Bank credit is expected to grow around 15 per cent in FY23 and FY24, led by broad-based economic recovery and stronger, cleaner balance sheets of lenders, according to rating agency Crisil.
The growth estimate also factors in GDP growth of 7 per cent in FY23, impetus to credit growth from the government’s infrastructure push, higher working capital demand in a high-inflation environment, and some substitution of debt capital market borrowings, it said in a release.
“While GDP growth could see some moderation in FY24, this would be on a higher base, thereby having limited impact on credit demand,” Crisil said.
It expects public sector banks to grow at 12 per cent, and private banks at 17 per cent over FY23 and FY24. While in FY23, credit growth is likely to be driven by retail and MSME segments, corporate credit could be a larger contributor to growth in FY24.
“Corporate credit (45 per cent of overall credit) may grow at a 2-year CAGR of 10-12 per cent up to March 2024, after a mere 3 per cent in FY19-22. Next fiscal should see a revival in private sector capex, which then will become the key driver for higher corporate credit growth,” said Krishnan Sitaraman, Senior Director and Deputy Chief Ratings Officer at Crisil.
On the other hand, retail credit—which accounts for 26 per cent of total advances—is expected to grow at 17-19 per cent, led by robust demand for home loans despite rising interest rates and real estate prices.
Even as unsecured retail loans have picked up and are likely to remain a lucrative segment for banks, the impact of a continued rise in interest rates on retail credit demand will need to be watched, Crisil said, adding that the MSME segment is seen growing at 16-18 per cent, and agrilcutre credit at around 10 per cent.
Deposit growth to keep pace
“What will be a key monitorable in this high credit growth environment is whether deposit growth can keep pace.
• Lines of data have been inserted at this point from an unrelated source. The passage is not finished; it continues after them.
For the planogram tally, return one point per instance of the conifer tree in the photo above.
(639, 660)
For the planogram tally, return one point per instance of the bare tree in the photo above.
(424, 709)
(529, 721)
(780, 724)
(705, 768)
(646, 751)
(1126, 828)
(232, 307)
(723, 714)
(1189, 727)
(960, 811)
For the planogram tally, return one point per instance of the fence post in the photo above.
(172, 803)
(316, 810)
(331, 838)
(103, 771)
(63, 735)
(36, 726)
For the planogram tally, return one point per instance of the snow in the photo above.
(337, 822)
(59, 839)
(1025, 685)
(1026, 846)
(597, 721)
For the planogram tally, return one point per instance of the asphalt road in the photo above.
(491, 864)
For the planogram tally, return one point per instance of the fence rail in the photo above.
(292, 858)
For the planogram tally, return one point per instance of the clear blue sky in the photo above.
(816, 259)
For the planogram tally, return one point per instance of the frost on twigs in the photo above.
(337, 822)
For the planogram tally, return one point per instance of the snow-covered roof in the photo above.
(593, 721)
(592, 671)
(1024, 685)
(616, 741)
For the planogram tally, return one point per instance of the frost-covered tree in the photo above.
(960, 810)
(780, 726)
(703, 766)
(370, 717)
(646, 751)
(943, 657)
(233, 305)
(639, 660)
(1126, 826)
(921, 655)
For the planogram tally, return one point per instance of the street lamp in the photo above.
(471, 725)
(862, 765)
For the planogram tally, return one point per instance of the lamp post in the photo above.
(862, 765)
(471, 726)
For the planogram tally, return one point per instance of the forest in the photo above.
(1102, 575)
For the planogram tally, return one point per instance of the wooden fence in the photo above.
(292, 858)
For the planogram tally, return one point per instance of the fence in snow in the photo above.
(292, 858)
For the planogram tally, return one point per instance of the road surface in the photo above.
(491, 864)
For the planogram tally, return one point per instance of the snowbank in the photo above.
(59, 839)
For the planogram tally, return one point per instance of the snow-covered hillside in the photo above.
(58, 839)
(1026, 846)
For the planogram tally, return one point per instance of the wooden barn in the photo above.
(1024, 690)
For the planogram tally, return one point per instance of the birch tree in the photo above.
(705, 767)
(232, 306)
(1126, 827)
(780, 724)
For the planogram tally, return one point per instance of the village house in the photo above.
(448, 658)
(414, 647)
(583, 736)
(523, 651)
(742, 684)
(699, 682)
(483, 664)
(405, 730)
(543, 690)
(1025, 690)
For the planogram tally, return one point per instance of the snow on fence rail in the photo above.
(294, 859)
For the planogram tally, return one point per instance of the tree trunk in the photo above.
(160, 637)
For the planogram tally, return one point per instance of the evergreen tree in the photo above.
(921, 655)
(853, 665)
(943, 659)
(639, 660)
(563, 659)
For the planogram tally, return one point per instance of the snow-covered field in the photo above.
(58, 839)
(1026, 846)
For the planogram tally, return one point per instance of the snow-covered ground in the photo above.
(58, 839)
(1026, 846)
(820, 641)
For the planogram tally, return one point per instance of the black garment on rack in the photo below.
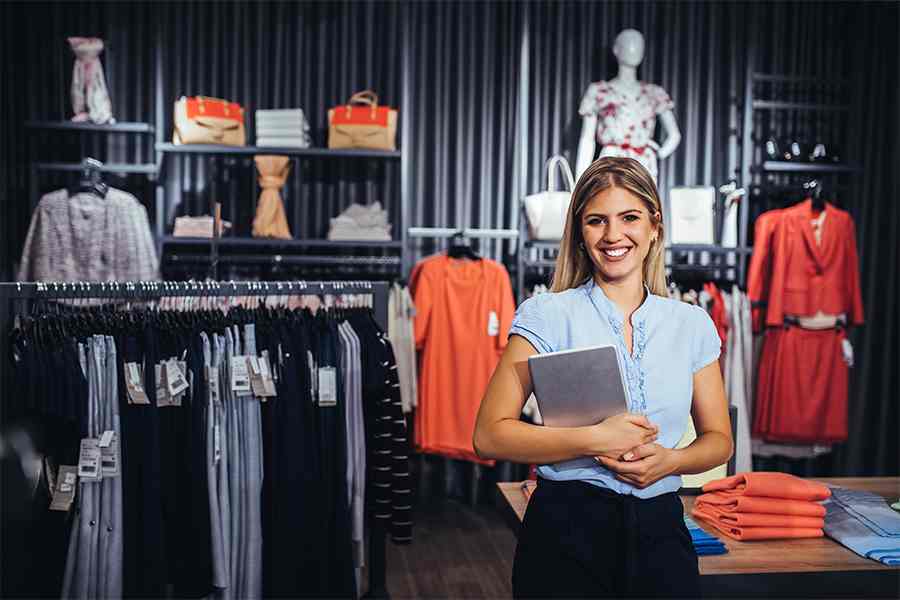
(145, 572)
(388, 485)
(56, 407)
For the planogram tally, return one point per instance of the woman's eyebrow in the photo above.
(623, 213)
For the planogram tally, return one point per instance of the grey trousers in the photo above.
(94, 562)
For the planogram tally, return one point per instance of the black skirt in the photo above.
(579, 540)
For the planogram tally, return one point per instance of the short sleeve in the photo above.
(590, 103)
(534, 322)
(506, 305)
(707, 345)
(662, 101)
(423, 299)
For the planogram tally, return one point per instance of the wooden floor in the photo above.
(458, 551)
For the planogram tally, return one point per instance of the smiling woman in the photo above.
(605, 519)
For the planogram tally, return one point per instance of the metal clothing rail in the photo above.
(148, 290)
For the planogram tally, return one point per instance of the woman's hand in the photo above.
(621, 433)
(644, 465)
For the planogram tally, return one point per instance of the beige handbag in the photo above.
(361, 123)
(270, 220)
(546, 211)
(202, 120)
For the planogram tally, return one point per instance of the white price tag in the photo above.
(106, 438)
(493, 324)
(240, 377)
(89, 460)
(327, 386)
(175, 379)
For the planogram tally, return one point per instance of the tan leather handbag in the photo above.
(203, 120)
(361, 123)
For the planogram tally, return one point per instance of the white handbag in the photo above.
(546, 211)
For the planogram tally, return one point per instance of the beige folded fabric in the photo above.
(270, 220)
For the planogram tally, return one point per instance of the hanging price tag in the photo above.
(266, 372)
(176, 382)
(134, 378)
(66, 486)
(212, 378)
(89, 460)
(109, 457)
(240, 377)
(327, 386)
(256, 382)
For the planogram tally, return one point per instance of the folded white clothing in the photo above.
(280, 132)
(359, 235)
(282, 142)
(296, 113)
(364, 216)
(282, 124)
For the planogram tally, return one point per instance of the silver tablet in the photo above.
(579, 387)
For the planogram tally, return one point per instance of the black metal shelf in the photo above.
(148, 169)
(249, 150)
(711, 248)
(795, 79)
(542, 244)
(774, 166)
(124, 127)
(236, 242)
(772, 105)
(280, 259)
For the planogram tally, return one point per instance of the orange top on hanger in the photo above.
(464, 309)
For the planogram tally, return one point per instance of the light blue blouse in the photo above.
(672, 340)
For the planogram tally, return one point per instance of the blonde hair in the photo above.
(574, 267)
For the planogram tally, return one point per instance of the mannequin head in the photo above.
(629, 48)
(86, 48)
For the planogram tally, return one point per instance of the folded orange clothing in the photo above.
(769, 485)
(747, 534)
(770, 506)
(742, 519)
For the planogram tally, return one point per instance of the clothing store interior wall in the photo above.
(778, 105)
(486, 93)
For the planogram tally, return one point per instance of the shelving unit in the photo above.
(227, 242)
(251, 150)
(794, 107)
(774, 166)
(123, 127)
(83, 129)
(274, 251)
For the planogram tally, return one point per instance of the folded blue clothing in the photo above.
(711, 551)
(869, 508)
(705, 544)
(864, 523)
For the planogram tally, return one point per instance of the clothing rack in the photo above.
(152, 290)
(473, 232)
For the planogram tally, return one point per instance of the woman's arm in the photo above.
(499, 434)
(713, 446)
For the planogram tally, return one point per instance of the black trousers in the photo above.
(581, 541)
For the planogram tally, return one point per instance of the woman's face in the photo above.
(617, 230)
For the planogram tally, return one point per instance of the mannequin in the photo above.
(621, 113)
(90, 97)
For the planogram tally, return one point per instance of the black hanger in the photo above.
(91, 179)
(813, 189)
(460, 248)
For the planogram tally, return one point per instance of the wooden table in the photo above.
(809, 567)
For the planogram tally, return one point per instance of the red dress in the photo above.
(802, 390)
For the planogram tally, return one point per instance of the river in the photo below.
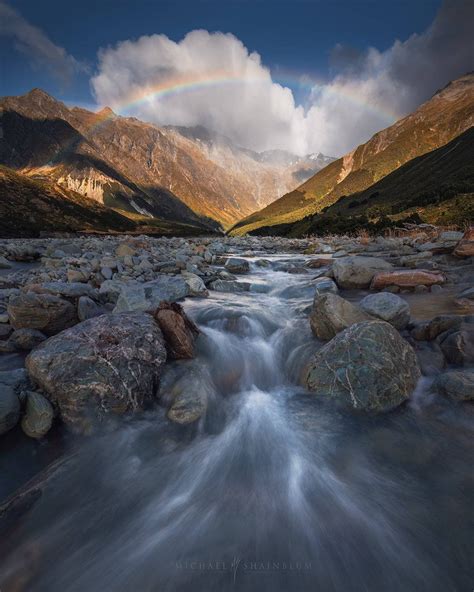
(275, 491)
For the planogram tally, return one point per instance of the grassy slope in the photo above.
(442, 118)
(437, 186)
(28, 207)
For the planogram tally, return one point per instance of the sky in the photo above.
(301, 75)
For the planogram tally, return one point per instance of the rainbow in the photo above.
(219, 79)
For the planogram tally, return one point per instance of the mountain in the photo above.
(29, 207)
(446, 115)
(190, 175)
(437, 187)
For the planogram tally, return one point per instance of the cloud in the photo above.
(368, 90)
(243, 103)
(35, 44)
(374, 89)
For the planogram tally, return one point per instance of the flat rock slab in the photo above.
(148, 296)
(357, 272)
(406, 279)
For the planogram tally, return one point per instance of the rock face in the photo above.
(457, 385)
(367, 367)
(332, 314)
(147, 297)
(45, 312)
(387, 307)
(237, 265)
(11, 385)
(179, 331)
(465, 247)
(38, 417)
(109, 365)
(357, 272)
(406, 279)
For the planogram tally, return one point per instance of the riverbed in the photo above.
(275, 490)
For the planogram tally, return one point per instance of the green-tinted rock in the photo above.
(367, 367)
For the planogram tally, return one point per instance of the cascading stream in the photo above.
(277, 491)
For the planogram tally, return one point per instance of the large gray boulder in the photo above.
(387, 307)
(332, 314)
(104, 367)
(45, 312)
(357, 272)
(38, 417)
(324, 285)
(237, 265)
(368, 367)
(147, 297)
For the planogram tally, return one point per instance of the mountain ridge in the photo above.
(437, 121)
(123, 162)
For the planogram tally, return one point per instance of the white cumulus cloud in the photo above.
(223, 86)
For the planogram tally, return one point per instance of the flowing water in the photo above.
(274, 491)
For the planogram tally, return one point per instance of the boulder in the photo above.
(104, 367)
(367, 367)
(147, 296)
(111, 289)
(318, 262)
(406, 279)
(429, 330)
(195, 284)
(4, 263)
(88, 309)
(75, 275)
(237, 265)
(229, 286)
(332, 314)
(357, 272)
(5, 331)
(465, 247)
(324, 285)
(458, 346)
(38, 417)
(387, 307)
(26, 339)
(125, 250)
(456, 384)
(178, 330)
(12, 383)
(187, 396)
(45, 312)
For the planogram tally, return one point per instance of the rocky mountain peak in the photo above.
(106, 112)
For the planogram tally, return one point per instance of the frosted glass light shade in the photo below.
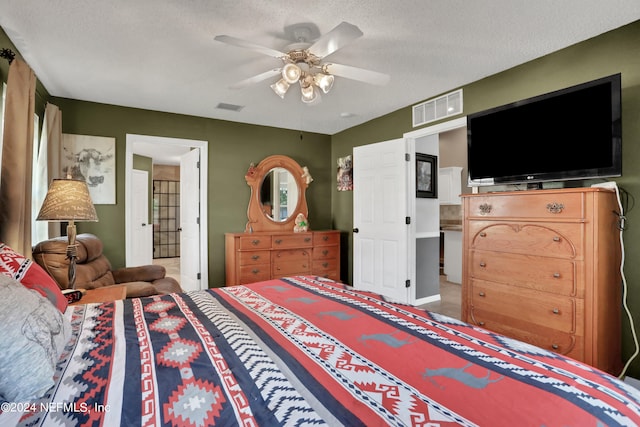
(324, 81)
(291, 73)
(280, 88)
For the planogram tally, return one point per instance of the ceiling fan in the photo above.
(303, 62)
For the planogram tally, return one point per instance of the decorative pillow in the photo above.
(31, 275)
(34, 333)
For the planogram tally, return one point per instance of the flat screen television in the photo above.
(573, 133)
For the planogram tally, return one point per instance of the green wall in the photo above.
(617, 51)
(231, 148)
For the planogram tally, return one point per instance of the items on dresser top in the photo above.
(252, 257)
(543, 267)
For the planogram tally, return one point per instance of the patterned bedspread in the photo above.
(305, 351)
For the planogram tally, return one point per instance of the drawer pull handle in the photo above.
(555, 207)
(485, 208)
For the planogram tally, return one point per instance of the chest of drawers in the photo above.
(253, 257)
(543, 267)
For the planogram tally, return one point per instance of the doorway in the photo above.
(170, 151)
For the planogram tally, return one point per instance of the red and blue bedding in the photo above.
(308, 351)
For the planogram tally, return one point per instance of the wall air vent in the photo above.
(437, 108)
(230, 107)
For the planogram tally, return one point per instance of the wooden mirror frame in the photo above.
(257, 219)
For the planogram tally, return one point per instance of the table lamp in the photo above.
(68, 200)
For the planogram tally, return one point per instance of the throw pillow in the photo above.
(31, 275)
(34, 335)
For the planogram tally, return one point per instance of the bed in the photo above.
(308, 351)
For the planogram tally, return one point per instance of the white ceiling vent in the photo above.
(437, 108)
(230, 107)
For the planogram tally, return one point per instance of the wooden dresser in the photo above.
(252, 257)
(542, 266)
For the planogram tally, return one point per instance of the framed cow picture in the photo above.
(93, 160)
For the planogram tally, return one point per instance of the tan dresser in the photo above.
(542, 266)
(252, 257)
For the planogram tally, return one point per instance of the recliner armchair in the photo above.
(93, 269)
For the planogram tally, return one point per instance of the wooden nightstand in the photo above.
(108, 293)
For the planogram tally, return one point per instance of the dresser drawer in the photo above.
(547, 205)
(254, 273)
(553, 240)
(254, 241)
(295, 240)
(530, 309)
(326, 252)
(565, 343)
(291, 268)
(324, 265)
(254, 257)
(325, 238)
(554, 275)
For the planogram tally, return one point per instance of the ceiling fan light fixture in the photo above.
(280, 87)
(324, 81)
(291, 73)
(309, 94)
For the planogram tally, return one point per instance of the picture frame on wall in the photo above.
(426, 176)
(91, 159)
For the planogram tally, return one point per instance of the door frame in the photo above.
(131, 139)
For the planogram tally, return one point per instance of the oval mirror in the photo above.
(279, 194)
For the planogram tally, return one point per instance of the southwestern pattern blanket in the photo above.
(308, 351)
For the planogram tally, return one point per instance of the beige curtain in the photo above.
(47, 167)
(17, 156)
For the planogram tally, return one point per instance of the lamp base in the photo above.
(72, 254)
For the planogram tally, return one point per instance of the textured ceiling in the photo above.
(161, 54)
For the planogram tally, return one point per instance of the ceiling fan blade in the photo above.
(354, 73)
(256, 79)
(249, 45)
(340, 36)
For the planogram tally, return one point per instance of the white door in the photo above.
(381, 234)
(141, 229)
(190, 278)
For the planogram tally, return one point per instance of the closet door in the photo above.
(381, 234)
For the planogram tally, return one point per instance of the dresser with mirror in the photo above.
(269, 247)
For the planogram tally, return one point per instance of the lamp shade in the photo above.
(67, 200)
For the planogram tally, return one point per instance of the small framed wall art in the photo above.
(426, 176)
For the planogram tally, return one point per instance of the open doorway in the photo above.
(168, 248)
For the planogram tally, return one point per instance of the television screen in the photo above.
(573, 133)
The past few months have seen a trend reversal with credit growth running ahead of deposit growth,” said Subha Sri Narayanan, Director at Crisil.
With liquidity in the banking system, also normalising and competition for deposits intesifying, banks may now have to raise deposit rates at a faster pace and also resort to higher cost wholesale deposits, which may impinge on their margins, she said, adding profitability for the sector, however, should still remain higher than FY22.